MUI : Peraturan Sertifikasi Halal BPJPH Tidak Sentuh Kalangan Bawah Umat Islam

Mus • Saturday, 8 Aug 2020 - 14:05 WIB

Jakarta - Kisruh sertifikasi halal oleh Badan Penyelenggara Jaminan Produk Halal (BPJPH) Kementerian Agama belum juga rampung. Pasalnya, BPJPH dinilai tidak memiliki tata kelola yang baik. Majelis Ulama Islam (MUI) menilai sertifikasi halal BPJPH hanya menyentuh kalangan menengah atas, dan tidak menyentuh kalangan menengah bawah umat Islam. 

Wakil Ketua Dewan Halal Nasional MUI, Muhamad Nadratuzzaman Hosen, mempertanyakan dasar dari penentuan halal oleh BPJPH.

"Wajib sertifikasi ini, kalau menjadi wajib dalam bahasa agama, itu tidak bisa ditinggalkan. Saya melihat sampai saat ini siapa sih yang jadi guru halalnya," kata Nadratuzzaman dalam Polemik Trijaya dengan topik "Sertifikasi Halal dan Kesiapan BPJPH" secara virtual, Sabtu (8/8).

Selain itu, kata Nadratuzzaman, perlu ada pemahaman lebih komprehensif terhadap kegiatan usaha, utamanya usaha mikro.

Ia melihat, aturan dari BPJPH lebih untuk kalangan usaha menengah ke atas.

"Usaha kecil itu, ultra mikro itu, kalau mau disertifikasi takut. Takut ketahuan tidak halalnya, akhirnya tidak jualan nanti bagaimana. Jadi kita tahu dulu psikologis masyarakatnya," ujar Nadratuzzaman.

"Kita ini kan jangan melihat yang menengah ke atas. Nah saya lihat peraturan yang dibuat oleh BPJPH itu hanya cocok untuk menengah ke atas. Yang menengah ke bawah, di mana umat Islam disitu paling banyak justru tidak tergarap. Ini problem utamanya," kata Nadratuzzaman.

Sementara Direktur Eksekutif Indonesia Halal Watch M Ikhsan Abdullah mengatakan Indonesia Halal Watch (IHW) menggugat Kepala Badan Penyelenggara Jaminan Produk Halal (BPJPH) Sukoso karena telah meresmikan PT. Sucofindo dan Pusat Pemeriksa Halal Universitas Hasanudin sebagai Lembaga Pemeriksa Halal (LPH) tanpa melibatkan Majelis Ulama Indonesia (MUI).

Padahal, terangnya, sesuai Pasal 14 UU/33 Tahun 2014 tentang Jaminan Produk Halal (UU JPH) BPJPH harus melibatkan MUI dalam membentuk LPH.

“Mengenai auditor halal.
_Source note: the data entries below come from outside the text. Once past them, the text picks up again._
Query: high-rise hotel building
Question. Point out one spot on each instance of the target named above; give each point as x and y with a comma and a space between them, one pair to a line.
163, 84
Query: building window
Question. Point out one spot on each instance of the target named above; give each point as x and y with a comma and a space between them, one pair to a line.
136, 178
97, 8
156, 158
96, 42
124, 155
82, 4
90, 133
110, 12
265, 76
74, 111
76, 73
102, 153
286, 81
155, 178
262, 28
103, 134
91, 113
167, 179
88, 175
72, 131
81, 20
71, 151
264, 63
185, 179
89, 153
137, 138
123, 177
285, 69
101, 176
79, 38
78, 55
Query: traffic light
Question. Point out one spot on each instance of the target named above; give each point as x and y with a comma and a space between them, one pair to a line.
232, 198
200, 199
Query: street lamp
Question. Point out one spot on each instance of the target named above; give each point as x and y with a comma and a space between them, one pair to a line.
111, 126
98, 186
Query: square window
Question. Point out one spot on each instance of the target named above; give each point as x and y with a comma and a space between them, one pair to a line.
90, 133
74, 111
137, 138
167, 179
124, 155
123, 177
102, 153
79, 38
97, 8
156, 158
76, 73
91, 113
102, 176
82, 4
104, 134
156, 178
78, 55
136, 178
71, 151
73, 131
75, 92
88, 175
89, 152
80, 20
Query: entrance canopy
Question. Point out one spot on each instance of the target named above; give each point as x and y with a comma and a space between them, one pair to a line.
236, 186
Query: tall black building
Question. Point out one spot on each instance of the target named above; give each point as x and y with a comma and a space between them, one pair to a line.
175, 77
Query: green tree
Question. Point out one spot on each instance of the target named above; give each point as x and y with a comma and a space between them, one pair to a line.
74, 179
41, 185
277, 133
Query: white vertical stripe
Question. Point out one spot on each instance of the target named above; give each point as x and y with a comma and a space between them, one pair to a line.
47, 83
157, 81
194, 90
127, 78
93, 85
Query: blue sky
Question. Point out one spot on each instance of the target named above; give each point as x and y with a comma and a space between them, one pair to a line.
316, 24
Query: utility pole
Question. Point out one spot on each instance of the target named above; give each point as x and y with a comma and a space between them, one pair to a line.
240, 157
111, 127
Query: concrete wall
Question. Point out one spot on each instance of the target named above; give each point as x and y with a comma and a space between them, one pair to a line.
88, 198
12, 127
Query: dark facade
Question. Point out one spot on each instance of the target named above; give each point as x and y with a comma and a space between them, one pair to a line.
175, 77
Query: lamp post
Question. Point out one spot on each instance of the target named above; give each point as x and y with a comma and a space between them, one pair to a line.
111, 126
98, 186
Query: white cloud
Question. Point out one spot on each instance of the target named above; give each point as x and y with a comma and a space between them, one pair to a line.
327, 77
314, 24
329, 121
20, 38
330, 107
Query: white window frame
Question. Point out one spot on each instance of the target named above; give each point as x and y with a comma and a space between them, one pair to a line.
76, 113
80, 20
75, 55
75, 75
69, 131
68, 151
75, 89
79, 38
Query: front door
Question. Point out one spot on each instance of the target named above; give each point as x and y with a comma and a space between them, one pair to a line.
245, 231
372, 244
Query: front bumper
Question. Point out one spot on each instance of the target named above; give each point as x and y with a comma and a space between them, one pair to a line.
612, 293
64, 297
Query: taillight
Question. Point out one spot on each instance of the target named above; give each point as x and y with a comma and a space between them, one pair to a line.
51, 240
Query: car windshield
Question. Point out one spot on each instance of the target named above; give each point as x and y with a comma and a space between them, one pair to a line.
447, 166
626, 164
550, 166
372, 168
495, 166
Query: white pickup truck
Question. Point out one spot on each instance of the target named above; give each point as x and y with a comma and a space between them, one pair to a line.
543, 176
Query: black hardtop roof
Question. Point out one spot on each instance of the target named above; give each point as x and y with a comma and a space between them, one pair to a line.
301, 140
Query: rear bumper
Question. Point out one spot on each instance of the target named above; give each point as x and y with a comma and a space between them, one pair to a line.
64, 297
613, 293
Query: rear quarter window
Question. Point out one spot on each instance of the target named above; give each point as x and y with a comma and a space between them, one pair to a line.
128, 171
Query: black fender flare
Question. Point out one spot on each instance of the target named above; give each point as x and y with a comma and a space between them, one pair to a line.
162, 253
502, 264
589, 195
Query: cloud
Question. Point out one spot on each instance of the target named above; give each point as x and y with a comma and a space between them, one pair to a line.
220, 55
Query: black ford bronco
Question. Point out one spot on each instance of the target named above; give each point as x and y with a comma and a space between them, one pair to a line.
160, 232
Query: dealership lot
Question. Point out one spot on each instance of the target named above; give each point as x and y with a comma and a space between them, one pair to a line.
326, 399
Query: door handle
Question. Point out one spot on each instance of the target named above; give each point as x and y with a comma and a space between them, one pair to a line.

Auditor halal itu harus dilakukan sertifikasinya oleh MUI, tapi yang terjadi BPJPH maju sendiri,” tegas Ikhsan. Menurut Ikhsan, yang dilakukan BPJPH keliru. Bahkan, dalam pembentukan LPH, terdapat dua keterangan yang berbeda. Yakni MUI mengaku tidak dilibatkan dalam kerjasama pembentukan. Sementara BPJPH mengaku bahwa sudah ada kerjasama.

“Ini kan artinya bohong BPJPH ini. Saya ingin tahu, apakah benar atau tidak. Lewat surat resmi, dijawab MUI- kami belum pernah melakukan kerjasama dengan BPJPH. BPJPH bilang sudah (ada kerjasama),” beber dia.

Ikhsan sontak lebih mempercayai ulama, dalam hal ini MUI. Sehingga ia beberapa kali menyurati ketua BPJPH, Sukoso. Namun belum juga mendapatkan jawaban. Hingga Ikhsan, melalui pengacaranya melayangkan somasi, namun belum juga digubris.

Pakar Hukum Universitas Al Azhar Indonesia Suparji Ahmad meminta BPJPH mempercepat penerbitan kebijakan-kebijakan untuk mendukung pelaksanaan proses sertifikasi halal yang menjadi tugas dan fungsi badan tersebut.

"Mempercepat penerbitan kebijakan-kebijakan dengan meningkatkan koordinasi kepada Majelis Ulama Indonesia (MUI) dan kementerian/lembaga terkait," kata Suparji.

Suparji juga mendorong BPJPH memastikan kehalalan produk yang beredar di wilayah Indonesia dengan meningkatkan pengawasan yang melibatkan pemangku kepentingan terkait. (Jak)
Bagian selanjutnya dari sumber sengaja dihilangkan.